PEWAUKEE, Wis. — The man who parlayed a run on TV’s “The Apprentice” into a winning presidential campaign said Tuesday the nation needs a stronger system of apprenticeship to match workers with millions of open jobs.
“I love the name apprentice,” President Donald Trump declared. He said he wants every high school in America to offer apprenticeship opportunities and hands-on-learning.
Joined in Wisconsin by daughter Ivanka Trump, Education Secretary Betsy DeVos and Labor Secretary Alex Acosta, Trump described his push to get private companies and universities to pair up and pay the cost of such arrangements.
“It’s called earn while you learn,” Trump said of his initiative at Waukesha County Technical College.
The president toured a classroom full of tool-and-die machines that simulated a factory floor, accompanied by Wisconsin Gov. Scott Walker, as his attorney general, Jeff Sessions, faced questions before the Senate Intelligence Committee on potential Trump campaign ties to Russia and the firing of FBI Director James Comey.
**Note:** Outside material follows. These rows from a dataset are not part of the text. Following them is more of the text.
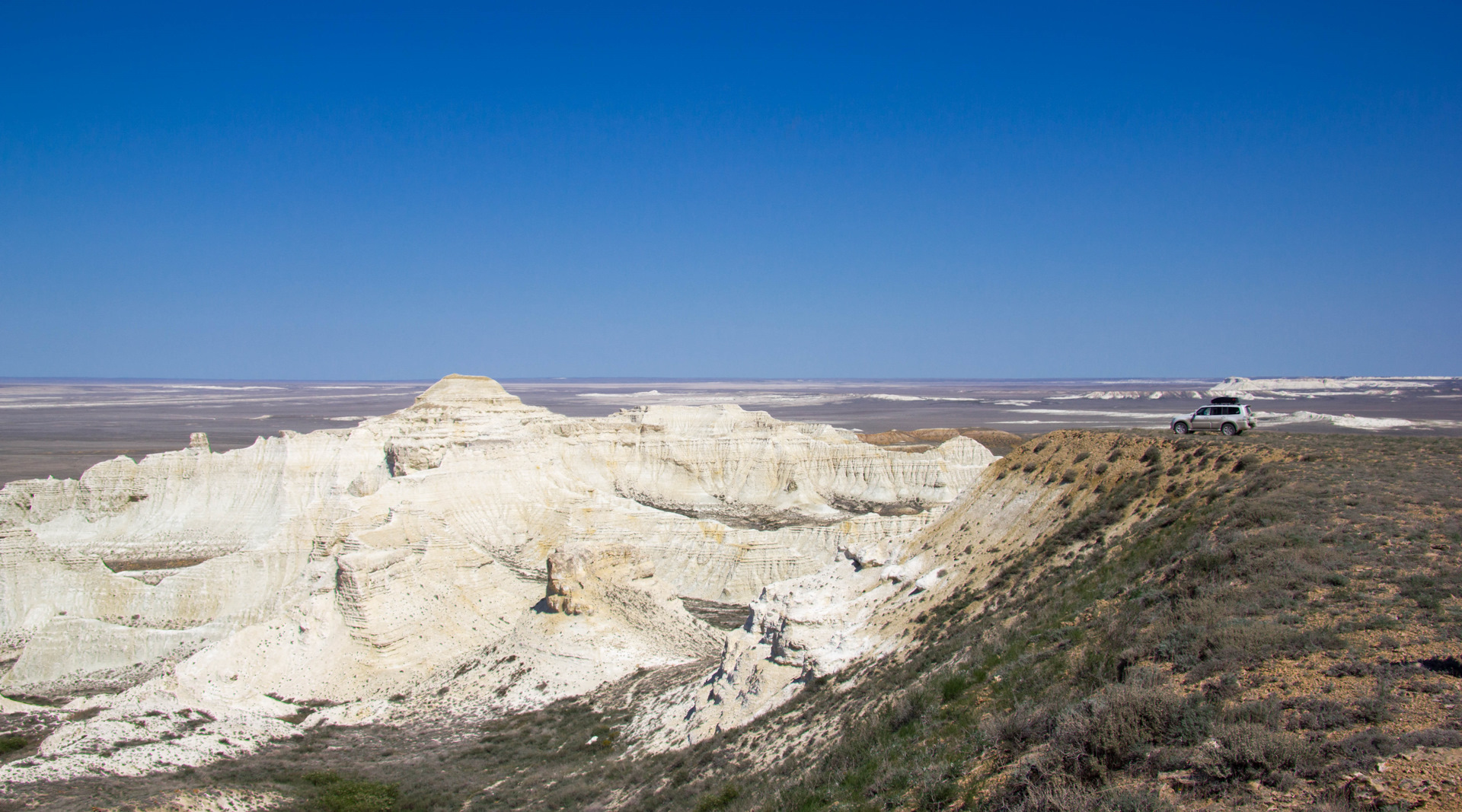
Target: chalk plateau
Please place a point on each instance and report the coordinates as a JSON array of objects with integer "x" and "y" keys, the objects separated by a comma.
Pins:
[{"x": 465, "y": 556}]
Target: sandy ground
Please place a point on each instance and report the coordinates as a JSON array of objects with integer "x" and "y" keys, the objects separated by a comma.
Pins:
[{"x": 62, "y": 427}]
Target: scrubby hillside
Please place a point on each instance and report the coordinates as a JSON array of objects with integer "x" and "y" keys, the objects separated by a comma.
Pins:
[{"x": 1128, "y": 623}]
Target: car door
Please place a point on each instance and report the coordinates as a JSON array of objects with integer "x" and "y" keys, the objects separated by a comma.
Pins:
[
  {"x": 1228, "y": 415},
  {"x": 1204, "y": 418}
]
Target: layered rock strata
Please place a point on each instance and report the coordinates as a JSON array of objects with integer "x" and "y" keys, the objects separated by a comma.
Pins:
[{"x": 468, "y": 554}]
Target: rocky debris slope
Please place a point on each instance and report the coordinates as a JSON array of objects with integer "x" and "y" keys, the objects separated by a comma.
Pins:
[{"x": 468, "y": 554}]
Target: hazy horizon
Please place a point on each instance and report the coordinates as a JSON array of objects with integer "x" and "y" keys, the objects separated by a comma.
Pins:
[{"x": 295, "y": 192}]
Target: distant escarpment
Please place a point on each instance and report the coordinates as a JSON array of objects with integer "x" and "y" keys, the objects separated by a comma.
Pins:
[{"x": 468, "y": 556}]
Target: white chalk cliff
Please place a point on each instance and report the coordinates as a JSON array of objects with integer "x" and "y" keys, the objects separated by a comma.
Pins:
[{"x": 468, "y": 554}]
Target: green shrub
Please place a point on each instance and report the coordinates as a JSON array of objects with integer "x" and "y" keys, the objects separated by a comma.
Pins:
[
  {"x": 952, "y": 686},
  {"x": 338, "y": 794},
  {"x": 721, "y": 799}
]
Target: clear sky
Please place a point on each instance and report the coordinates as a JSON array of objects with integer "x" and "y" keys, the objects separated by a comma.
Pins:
[{"x": 359, "y": 190}]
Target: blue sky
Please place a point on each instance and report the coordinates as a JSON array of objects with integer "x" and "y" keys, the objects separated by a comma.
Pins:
[{"x": 784, "y": 190}]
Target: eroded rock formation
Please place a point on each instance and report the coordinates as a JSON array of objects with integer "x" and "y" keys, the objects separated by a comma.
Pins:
[{"x": 468, "y": 554}]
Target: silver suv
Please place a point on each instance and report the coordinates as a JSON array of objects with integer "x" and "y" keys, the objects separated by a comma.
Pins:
[{"x": 1225, "y": 415}]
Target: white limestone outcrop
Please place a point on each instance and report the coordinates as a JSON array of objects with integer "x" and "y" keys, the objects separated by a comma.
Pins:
[{"x": 468, "y": 554}]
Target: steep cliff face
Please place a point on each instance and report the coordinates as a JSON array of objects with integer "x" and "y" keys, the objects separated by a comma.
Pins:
[{"x": 468, "y": 554}]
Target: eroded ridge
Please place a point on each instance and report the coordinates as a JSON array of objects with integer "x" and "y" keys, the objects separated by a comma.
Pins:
[{"x": 468, "y": 556}]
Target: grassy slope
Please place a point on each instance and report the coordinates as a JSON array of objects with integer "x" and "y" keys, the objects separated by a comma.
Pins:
[{"x": 1218, "y": 621}]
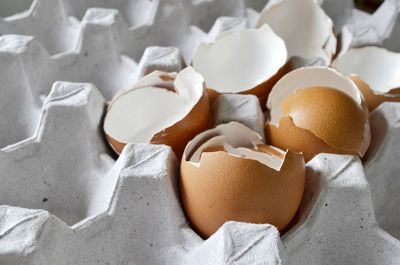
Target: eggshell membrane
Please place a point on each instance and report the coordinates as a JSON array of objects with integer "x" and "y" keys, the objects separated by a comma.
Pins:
[
  {"x": 322, "y": 120},
  {"x": 248, "y": 61},
  {"x": 376, "y": 66},
  {"x": 225, "y": 187},
  {"x": 311, "y": 33},
  {"x": 178, "y": 134},
  {"x": 374, "y": 100},
  {"x": 261, "y": 91}
]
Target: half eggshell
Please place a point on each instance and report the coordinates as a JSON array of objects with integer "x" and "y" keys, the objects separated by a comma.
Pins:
[
  {"x": 228, "y": 173},
  {"x": 318, "y": 110},
  {"x": 162, "y": 108},
  {"x": 376, "y": 71},
  {"x": 247, "y": 61},
  {"x": 309, "y": 35}
]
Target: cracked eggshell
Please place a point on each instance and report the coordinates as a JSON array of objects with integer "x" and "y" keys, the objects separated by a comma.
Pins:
[
  {"x": 162, "y": 108},
  {"x": 228, "y": 173},
  {"x": 310, "y": 35},
  {"x": 376, "y": 71},
  {"x": 247, "y": 61},
  {"x": 318, "y": 110}
]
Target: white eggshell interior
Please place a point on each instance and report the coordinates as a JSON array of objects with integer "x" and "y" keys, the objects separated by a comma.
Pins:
[
  {"x": 236, "y": 140},
  {"x": 308, "y": 34},
  {"x": 378, "y": 67},
  {"x": 238, "y": 61},
  {"x": 138, "y": 114},
  {"x": 308, "y": 77}
]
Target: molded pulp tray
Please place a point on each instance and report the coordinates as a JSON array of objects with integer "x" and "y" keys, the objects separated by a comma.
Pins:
[{"x": 65, "y": 200}]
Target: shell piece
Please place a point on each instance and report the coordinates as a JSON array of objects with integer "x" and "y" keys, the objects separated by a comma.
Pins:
[
  {"x": 259, "y": 55},
  {"x": 315, "y": 110},
  {"x": 162, "y": 108},
  {"x": 227, "y": 173},
  {"x": 310, "y": 36},
  {"x": 376, "y": 71}
]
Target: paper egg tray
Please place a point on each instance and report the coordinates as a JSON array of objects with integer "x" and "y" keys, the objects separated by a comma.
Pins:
[{"x": 65, "y": 200}]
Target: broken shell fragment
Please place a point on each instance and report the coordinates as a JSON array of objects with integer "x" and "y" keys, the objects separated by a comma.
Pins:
[
  {"x": 248, "y": 61},
  {"x": 228, "y": 173},
  {"x": 162, "y": 108},
  {"x": 318, "y": 110},
  {"x": 376, "y": 71},
  {"x": 310, "y": 35}
]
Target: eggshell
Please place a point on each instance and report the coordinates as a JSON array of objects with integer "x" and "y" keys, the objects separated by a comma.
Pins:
[
  {"x": 191, "y": 120},
  {"x": 375, "y": 70},
  {"x": 309, "y": 34},
  {"x": 248, "y": 61},
  {"x": 308, "y": 117},
  {"x": 222, "y": 186}
]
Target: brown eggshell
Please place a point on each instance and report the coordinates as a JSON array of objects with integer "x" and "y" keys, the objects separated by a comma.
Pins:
[
  {"x": 287, "y": 135},
  {"x": 177, "y": 135},
  {"x": 226, "y": 187},
  {"x": 374, "y": 100},
  {"x": 330, "y": 115}
]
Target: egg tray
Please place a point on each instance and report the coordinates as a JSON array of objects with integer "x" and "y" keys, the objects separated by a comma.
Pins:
[{"x": 66, "y": 201}]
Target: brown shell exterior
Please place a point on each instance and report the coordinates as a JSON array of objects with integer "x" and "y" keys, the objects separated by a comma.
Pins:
[
  {"x": 329, "y": 114},
  {"x": 287, "y": 135},
  {"x": 226, "y": 187}
]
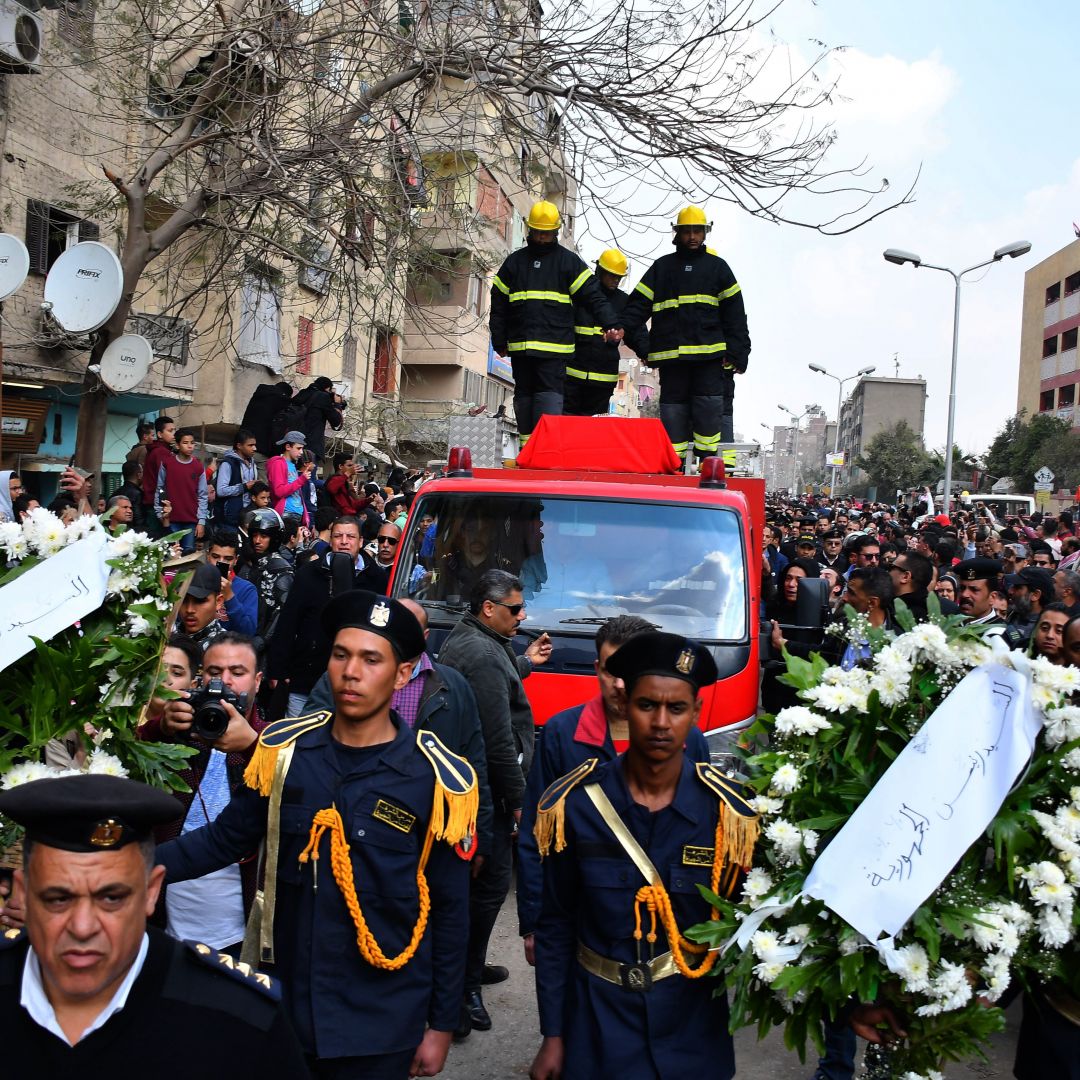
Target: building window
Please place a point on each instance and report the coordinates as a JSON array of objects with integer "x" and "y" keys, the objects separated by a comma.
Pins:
[
  {"x": 50, "y": 232},
  {"x": 493, "y": 204},
  {"x": 259, "y": 338},
  {"x": 475, "y": 299},
  {"x": 305, "y": 337},
  {"x": 75, "y": 24},
  {"x": 386, "y": 356},
  {"x": 349, "y": 359},
  {"x": 472, "y": 387}
]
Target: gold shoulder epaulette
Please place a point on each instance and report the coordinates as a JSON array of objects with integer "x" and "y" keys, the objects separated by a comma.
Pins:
[
  {"x": 258, "y": 775},
  {"x": 457, "y": 794},
  {"x": 551, "y": 810},
  {"x": 738, "y": 819}
]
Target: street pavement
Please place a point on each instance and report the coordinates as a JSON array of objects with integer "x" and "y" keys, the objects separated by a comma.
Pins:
[{"x": 507, "y": 1051}]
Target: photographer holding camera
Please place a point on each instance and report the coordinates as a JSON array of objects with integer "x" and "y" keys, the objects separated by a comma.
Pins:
[{"x": 220, "y": 717}]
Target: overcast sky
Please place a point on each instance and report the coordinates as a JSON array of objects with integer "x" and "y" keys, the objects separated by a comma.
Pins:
[{"x": 980, "y": 95}]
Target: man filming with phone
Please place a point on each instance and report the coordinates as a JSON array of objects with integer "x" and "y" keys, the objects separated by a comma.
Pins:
[{"x": 220, "y": 717}]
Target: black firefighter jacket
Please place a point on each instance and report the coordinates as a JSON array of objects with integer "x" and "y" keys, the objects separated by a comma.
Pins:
[
  {"x": 697, "y": 310},
  {"x": 594, "y": 356},
  {"x": 532, "y": 298}
]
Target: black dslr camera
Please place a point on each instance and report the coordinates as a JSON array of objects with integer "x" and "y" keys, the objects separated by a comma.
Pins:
[{"x": 211, "y": 720}]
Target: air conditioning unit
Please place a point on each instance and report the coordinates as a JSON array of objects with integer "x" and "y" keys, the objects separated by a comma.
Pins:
[{"x": 21, "y": 38}]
The White House said Trump’s push is aimed at training workers with specific skills for particular jobs that employers say they can’t fill at a time of historically low unemployment. However, the most recent budget for the federal government passed with about $90 million for apprenticeships, and Trump so far isn’t proposing to add more.
The Trump administration has said there’s a need that can be met with a change in the American attitude toward vocational education and apprenticeships. A November 2016 report by former President Barack Obama’s Commerce Department found that “apprenticeships are not fully understood in the United States, especially” by employers, who tend to use apprentices for a few, hard-to-fill positions” but not as widely as they could.